Au milieu des années 50, on avait laissé le jeune Jonas Fink en fâcheuse posture. M. Pinkel, le libraire pour lequel il travaillait à Prague, venait d’être arrêté par la police politique du régime, tandis que la peine de prison de son père, déclaré "ennemi du peuple", avait été prolongée de 10 ans, précisément au moment où sa libération semblait enfin se rapprocher. Mais le pire était encore à venir pour Jonas. Alors qu’il espérait prendre la fuite avec sa petite amie Tatjana, la fille d’un haut dignitaire soviétique, il apprenait que celle-ci avait été renvoyée à Moscou par ses parents… Plus de dix ans plus tard, en août 1968, on retrouve un Jonas Fink qui a bien changé. Désormais presque trentenaire, il a repris la librairie de M. Pinkel et vit en couple avec Fuong, une pétillante docteure vietnamienne. Dans la foulée du printemps de Prague, qui a amené l’abolition de la censure de la presse et la révision des procès politiques, un vent de liberté souffle enfin sur la Tchécoslovaquie. Jonas et Fuong profitent pleinement de ce bonheur nouveau et se réjouissent des nombreuses initiatives culturelles qui fleurissent dans les rues de Prague. Certes, le jeune libraire n’arrive toujours pas à faire réhabiliter son père, décédé quelques années plus tôt, mais les choses semblent aller dans le bon sens pour son pays et pour lui. Hélas, une fois de plus, ce bonheur sera de courte durée, puisque quelques semaines plus tard, l’URSS décide d’envoyer l’Armée rouge et ses chars pour soumettre les Praguois et les ramener dans le droit chemin du communisme. Dans le même temps, Jonas apprend que Tatjana, son amour de jeunesse, est de retour à Prague en tant que journaliste pour un quotidien soviétique…

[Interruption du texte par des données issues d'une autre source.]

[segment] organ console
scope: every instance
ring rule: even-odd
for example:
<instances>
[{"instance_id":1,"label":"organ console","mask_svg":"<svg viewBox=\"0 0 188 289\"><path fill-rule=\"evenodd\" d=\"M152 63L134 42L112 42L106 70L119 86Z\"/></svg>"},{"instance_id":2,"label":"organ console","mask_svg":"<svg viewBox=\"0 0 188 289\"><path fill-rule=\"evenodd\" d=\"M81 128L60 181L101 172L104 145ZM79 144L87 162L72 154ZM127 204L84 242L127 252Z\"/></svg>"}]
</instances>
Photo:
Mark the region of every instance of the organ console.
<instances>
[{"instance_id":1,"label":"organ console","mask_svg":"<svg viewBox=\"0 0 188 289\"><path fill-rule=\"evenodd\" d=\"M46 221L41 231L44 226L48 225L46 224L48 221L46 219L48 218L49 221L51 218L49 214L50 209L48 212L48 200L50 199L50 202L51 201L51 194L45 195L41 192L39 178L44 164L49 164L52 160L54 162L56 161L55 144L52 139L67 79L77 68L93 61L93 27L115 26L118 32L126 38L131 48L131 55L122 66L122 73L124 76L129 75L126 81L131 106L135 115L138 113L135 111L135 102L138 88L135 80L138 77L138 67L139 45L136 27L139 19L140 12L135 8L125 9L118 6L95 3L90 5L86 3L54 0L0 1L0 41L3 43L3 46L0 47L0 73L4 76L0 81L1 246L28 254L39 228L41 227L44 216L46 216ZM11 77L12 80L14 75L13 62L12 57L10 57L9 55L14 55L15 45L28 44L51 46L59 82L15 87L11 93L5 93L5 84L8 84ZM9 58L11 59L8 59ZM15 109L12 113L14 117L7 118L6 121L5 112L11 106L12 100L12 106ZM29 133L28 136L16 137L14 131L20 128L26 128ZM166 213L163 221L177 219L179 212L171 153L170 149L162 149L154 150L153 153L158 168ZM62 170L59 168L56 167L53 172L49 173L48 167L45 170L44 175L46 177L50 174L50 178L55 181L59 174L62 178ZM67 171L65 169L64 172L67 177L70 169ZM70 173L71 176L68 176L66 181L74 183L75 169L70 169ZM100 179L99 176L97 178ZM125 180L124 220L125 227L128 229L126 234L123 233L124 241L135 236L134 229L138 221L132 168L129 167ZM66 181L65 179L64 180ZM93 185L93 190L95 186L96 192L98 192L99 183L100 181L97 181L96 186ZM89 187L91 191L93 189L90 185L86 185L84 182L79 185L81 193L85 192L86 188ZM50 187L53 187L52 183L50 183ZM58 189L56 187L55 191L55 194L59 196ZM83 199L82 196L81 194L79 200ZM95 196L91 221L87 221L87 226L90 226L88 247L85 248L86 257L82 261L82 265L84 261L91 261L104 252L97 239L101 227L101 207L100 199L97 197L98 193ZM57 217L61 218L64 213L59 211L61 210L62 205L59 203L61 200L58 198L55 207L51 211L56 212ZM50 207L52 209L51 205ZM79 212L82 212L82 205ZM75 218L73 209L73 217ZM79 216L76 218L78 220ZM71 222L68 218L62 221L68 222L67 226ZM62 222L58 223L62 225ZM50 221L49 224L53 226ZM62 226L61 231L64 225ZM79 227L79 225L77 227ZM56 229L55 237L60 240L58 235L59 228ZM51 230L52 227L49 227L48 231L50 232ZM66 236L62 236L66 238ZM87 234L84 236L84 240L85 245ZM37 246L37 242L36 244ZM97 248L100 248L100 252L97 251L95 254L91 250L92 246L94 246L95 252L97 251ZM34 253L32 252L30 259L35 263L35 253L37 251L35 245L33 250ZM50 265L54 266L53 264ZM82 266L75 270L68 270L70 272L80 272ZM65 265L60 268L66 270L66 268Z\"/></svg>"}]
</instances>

On avait fini par ne plus y croire! Plus de vingt ans après la sortie de "L’enfance" puis de "L’apprentissage", les deux premiers tomes de la série Jonas Fink, voici enfin la conclusion de l’histoire du jeune Praguois imaginé par Vittorio Giardino. Pour ceux qui s’en souviennent, la version française de Jonas Fink était parue pour la première fois en 1994 dans le défunt magazine "A suivre". Cette dénonciation poignante du système totalitaire dans l’ex-Tchécoslovaquie avait immédiatement marqué les esprits. La preuve: le premier tome de la série avait reçu l’Alph-Art du meilleur album étranger au festival d’Angoulême en 1995. Mais depuis la sortie du deuxième tome début 1997, on n’avait plus entendu parler de Jonas Fink. On pensait donc qu’on ne connaîtrait jamais la fin de l’histoire. C’était sans compter sur Vittorio Giardino. A plus de 70 ans, le maître italien a retrouvé le feu sacré pour conclure son récit avec style et signe un troisième et dernier tome de 160 pages, baptisé "Le libraire de Prague". Pour accompagner cette sortie événement, les éditions Casterman en ont profité pour rééditer les deux premiers tomes en un seul volume, intitulé "Ennemi du peuple". Ces deux beaux livres, qui apparaissent d’ores et déjà comme indispensables dans toute bonne bédéthèque, sont l’occasion de retrouver avec plaisir les magnifiques dessins de Giardino, qui mérite à coup sûr d’être considéré comme l’un des grands noms de la bande dessinée italienne, au même titre qu’un Hugo Pratt ou un Manara. A noter que cette fin de Jonas Fink n’est sans doute pas celle que Giardino aurait imaginée s’il l’avait dessinée il y a vingt ans, l’auteur ayant clairement perdu une partie de ses illusions quant aux bienfaits de la chute du rideau de fer. "Mon optimisme naïf d’alors me faisait imaginer un futur dans lequel, les uns après les autres, tous les murs tombaient et toutes les frontières disparaissaient. Ca n’a pas l’air de s’être produit…", regrette-t-il, dans la préface du "Libraire de Prague".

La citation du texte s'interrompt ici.